Restitution is a secondary risk for those convicted in Texas

Facing criminal charges in Texas can be incredibly expensive. You may have to pay for an attorney, as well as for court fees, even if you avoid conviction. If you wind up convicted, there could be even more expenses. A conviction could result in thousands of dollars in fines and fees depending on the criminal charges you face.

There is yet another potential expense that many people don’t consider when facing criminal charges in Texas. If the charges stem from a situation that left a victim with either injuries or property damage, the courts could order you to pay restitution to the victim. Depending on the specifics of the case, that restitution could be thousands of dollars.

Understanding when and how judges order restitution in Texas criminal cases should help shape your criminal defense strategy. Avoiding a conviction and sentencing can help you minimize the costs of your charges.

Accepting a plea deal won’t likely protect you from restitution

Many times, a person accused of a crime will accept a plea deal as a means of keeping their time in court and expenses as low as possible. People associate plea bargains with reduced penalties, but pleading guilty can mean facing more penalties, not fewer.

Although that seems like a reasonable approach on the surface, it could leave the individual vulnerable. Pleading guilty to a crime with a victim could mean that in addition to the reduced penalties agreed upon in your plea bargain, you will have to pay restitution for property damage or injuries to the victim.

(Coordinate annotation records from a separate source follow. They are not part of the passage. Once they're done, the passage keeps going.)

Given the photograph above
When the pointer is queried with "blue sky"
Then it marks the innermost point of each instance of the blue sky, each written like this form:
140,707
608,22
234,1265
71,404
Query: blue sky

In fact, even if the judge doesn’t order restitution, a guilty plea in the criminal case associated with substantial property damage or personal injury will likely open the doorway to a lawsuit from the victim. Your guilty plea could wind up being evidence against you in that secondary lawsuit.

The judge has a lot of discretion in handling restitution

It is common for victims to put together a statement that explains how a criminal offense affected their lives. From outlining lost wages and the expense of medical care required after an assault or drunk driving collision to itemizing the costs and stressors involved in repairing substantial property damage, victims can make a strong impression on the judge that could impact you during sentencing.

Texas judges can order reasonable restitution based on the impact of the offense on the victim. Some judges will be literal and order the exact amount claimed by the victim, while others may round up and be more generous in how they handle restitution.

The potential risk for financial restitution should be a consideration in the development of any strategy for a criminal offense that allegedly resulted in property damage or injury to someone else in Texas.